Renê foi condenado pelo crime no começo dos anos 2000, cumpriu pena e foi solto, mas Margarida retornou ao Brasil, fugindo da Justiça norte-americana.
"É uma história que dá várias cambalhotas. Comecei achando que seria um perfil delicado de uma pessoa marginalizada pela sociedade, uma mulher vítima de misoginia, mas acabei me deparando com uma história de crime e de crueldade como eu nunca havia investigado", diz Felitti.
Por que a polícia entrou na "casa abandonada"?
A Secretaria de Segurança Pública informou que policiais civis do 4º Distrito Policial (Consolação) cumpriram um mandado de busca e apreensão para averiguação de crime de abandono de incapaz na tarde desta quarta na casa, que fica na Rua Piauí. "Diligências prosseguem visando ao esclarecimento dos fatos", informou a pasta.
Uma das primeiras a entrar na casa na ação desta quarta, a delegada de Polícia Assistente da 1ª Delegacia Seccional Centro Vanesa Guimarães explicou ao Estadão que os agentes de polícia chegaram a ir até a casa de Margarida Bonetti na semana passada. Porém, Margarida não autorizou a entrada. "A ordem judicial foi concedida e hoje nós fomos cumprir."
Ao chegar no local, por volta de 15h, a delegada explica que a mulher foi "muito resistente" com os policiais e não queria deixar que o mandado fosse cumprido.
"Em um primeiro momento, por ser idosa, respeitamos essa condição", diz Vanesa. "Mas ela começou a argumentar que não ia abrir e começou a falar frases desconexas."
A delegada conta que os policiais, então, começaram a enfatizar que se tratava de um mandado judicial e que teriam de entrar na casa para apurar a situação.
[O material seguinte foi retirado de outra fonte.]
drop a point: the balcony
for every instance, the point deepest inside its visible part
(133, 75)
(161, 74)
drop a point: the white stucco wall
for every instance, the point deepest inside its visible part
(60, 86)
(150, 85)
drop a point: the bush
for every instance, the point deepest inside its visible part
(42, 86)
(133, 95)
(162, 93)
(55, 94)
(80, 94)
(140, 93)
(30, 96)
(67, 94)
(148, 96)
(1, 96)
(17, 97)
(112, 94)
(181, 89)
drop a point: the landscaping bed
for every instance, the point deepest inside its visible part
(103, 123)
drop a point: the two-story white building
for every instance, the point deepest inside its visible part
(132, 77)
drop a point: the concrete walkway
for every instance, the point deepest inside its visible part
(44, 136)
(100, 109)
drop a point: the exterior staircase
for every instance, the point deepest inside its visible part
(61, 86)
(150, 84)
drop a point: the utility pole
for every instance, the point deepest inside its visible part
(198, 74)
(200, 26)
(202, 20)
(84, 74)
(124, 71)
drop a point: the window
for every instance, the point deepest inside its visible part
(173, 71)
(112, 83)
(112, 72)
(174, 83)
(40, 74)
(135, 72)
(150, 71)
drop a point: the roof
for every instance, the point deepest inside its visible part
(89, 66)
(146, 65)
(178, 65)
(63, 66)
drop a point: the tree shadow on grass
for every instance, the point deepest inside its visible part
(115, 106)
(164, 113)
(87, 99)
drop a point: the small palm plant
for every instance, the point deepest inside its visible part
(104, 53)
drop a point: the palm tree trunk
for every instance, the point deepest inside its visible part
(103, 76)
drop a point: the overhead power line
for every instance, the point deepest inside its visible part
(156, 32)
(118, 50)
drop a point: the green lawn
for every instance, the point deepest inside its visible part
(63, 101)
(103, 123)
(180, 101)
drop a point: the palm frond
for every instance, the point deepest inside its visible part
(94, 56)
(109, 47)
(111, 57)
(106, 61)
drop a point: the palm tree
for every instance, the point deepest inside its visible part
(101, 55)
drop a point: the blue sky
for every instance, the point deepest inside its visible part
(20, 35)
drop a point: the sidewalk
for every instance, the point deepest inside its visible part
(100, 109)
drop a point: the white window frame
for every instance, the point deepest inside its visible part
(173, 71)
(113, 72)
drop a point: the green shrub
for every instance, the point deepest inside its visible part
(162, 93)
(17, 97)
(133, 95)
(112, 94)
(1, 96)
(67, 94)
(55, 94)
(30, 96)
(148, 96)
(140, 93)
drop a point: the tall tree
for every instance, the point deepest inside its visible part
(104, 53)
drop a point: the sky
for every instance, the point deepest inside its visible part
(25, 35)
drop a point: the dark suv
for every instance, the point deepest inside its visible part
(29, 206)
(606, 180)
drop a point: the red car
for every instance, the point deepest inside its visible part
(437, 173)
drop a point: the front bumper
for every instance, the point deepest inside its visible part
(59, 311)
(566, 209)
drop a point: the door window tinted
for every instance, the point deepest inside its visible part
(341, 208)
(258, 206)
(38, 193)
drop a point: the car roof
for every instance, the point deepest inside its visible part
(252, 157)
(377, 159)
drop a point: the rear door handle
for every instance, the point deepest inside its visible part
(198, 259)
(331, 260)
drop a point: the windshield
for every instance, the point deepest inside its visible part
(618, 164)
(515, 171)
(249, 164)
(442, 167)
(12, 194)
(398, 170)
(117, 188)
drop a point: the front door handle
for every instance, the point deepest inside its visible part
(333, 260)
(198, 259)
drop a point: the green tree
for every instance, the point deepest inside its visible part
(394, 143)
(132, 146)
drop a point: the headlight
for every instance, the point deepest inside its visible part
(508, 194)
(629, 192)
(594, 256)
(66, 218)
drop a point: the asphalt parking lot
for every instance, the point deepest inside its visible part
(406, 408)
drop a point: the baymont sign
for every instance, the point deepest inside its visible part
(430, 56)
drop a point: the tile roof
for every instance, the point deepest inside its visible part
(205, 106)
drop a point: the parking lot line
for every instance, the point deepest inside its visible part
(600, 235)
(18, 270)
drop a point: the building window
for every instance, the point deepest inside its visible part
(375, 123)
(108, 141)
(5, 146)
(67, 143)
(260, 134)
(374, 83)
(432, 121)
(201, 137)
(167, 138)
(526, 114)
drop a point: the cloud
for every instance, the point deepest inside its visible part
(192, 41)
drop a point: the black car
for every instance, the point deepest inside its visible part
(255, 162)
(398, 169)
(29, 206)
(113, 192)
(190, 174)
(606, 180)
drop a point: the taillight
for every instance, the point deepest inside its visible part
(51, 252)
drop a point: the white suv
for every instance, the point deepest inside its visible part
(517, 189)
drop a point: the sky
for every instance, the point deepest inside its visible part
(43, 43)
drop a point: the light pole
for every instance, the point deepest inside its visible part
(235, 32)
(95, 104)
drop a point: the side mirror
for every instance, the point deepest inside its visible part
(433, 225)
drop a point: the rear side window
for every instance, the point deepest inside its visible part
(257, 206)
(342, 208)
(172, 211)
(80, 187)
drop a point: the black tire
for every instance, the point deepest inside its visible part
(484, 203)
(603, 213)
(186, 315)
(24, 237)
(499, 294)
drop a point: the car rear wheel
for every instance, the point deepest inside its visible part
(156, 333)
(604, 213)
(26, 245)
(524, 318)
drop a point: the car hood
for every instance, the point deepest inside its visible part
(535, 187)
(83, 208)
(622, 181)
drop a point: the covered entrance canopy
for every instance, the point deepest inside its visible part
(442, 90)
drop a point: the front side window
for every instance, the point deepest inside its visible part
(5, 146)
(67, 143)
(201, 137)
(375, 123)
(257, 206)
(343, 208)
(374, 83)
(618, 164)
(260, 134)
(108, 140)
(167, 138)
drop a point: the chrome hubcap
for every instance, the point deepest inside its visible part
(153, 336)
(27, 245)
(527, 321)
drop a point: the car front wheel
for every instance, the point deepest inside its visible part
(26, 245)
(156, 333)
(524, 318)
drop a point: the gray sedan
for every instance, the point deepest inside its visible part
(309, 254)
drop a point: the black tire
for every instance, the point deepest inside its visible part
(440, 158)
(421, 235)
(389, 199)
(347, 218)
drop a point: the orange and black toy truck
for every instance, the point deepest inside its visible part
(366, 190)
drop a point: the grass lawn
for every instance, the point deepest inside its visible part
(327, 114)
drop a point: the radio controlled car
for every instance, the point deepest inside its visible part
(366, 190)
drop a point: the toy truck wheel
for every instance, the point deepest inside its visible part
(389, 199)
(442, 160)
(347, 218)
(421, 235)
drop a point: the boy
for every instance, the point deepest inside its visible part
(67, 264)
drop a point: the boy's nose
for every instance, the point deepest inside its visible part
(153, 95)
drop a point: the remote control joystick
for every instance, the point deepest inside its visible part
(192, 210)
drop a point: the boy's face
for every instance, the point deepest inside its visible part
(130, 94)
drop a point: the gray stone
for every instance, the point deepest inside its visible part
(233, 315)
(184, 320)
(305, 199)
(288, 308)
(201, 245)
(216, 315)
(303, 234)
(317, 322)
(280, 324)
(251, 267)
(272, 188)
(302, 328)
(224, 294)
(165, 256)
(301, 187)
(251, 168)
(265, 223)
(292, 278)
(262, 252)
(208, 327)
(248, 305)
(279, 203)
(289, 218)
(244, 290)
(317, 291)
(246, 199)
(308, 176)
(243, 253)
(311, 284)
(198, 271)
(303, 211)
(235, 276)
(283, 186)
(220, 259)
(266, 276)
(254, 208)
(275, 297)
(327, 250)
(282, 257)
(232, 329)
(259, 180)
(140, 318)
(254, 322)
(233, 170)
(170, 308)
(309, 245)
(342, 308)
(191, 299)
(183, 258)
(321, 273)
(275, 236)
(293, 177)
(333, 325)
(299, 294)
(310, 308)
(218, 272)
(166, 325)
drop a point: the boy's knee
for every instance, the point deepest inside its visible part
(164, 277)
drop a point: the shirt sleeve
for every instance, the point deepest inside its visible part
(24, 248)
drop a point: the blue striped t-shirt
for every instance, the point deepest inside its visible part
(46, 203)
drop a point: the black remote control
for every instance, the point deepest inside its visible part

"Quando viu que não tinha jeito, ela autorizou minha entrada e de uma escrivã de polícia que estava comigo, por sermos mulheres. Entramos pela janela da quarta dela", relata a delegada. "Tinha muita coisa na casa, um odor insuportável."
Após esse momento inicial, Vanesa conta ter liberado a entrada de equipes de perícia da Polícia Civil e da Prefeitura de São Paulo para o cumprimento do mandado.
"Dentro do porão, foi encontrado um cachorrinho com indícios de maus-tratos, que não estava nem conseguindo andar. Ele foi resgatado por uma ONG", disse ela, relatando que o animal tinha dificuldade de locomoção
Por conta da repercussão do caso, a apresentadora de TV Luisa Mell participou da ação junto à polícia e transmitiu nas redes sociais. Dezenas de pessoas, além disso, se aglomeraram na frente da residência para acompanhar a incursão da polícia. O imóvel de Margarida Bonetti teve de ser isolado pelos agentes.
"Alguns policiais seguem por lá para garantir a segurança dela. Tem muita gente, então acabou criando um certo tumulto", contou Vanesa. "A gente deixou o interior da casa e equipes de Saúde e Assistência ficaram conversando com ela, para ver se tem condições dela ficar na casa. O objetivo é apurar se há indícios de abandono de incapaz da família em relação a ela, mas isso são os médicos que vão dizer."
Durante a ação, a delegada conta ainda que os policiais averiguaram outros cômodos da casa abandonada, mas não encontraram irregularidades aparentes.
Segundo ela, havia relatos de que Margarida Bonetti mantinha gatos de estimação em condições insalubres e de que a moradora desviaria energia elétrica de prédios vizinhos.
No entanto, nenhuma dessas denúncias se concretizou. "Hoje, até uma equipe da Enel foi até o local para acompanhar a situação, mas verificaram que não havia "gato" (desvio de energia elétrica)", disse Vanesa.
"As contas são todas pagas e não há nenhum gato de energia e de água. O que não feito era a leitura do padrão de luz desde 2010. Agora conseguiram efetuar a leitura para fazer o cálculo correto."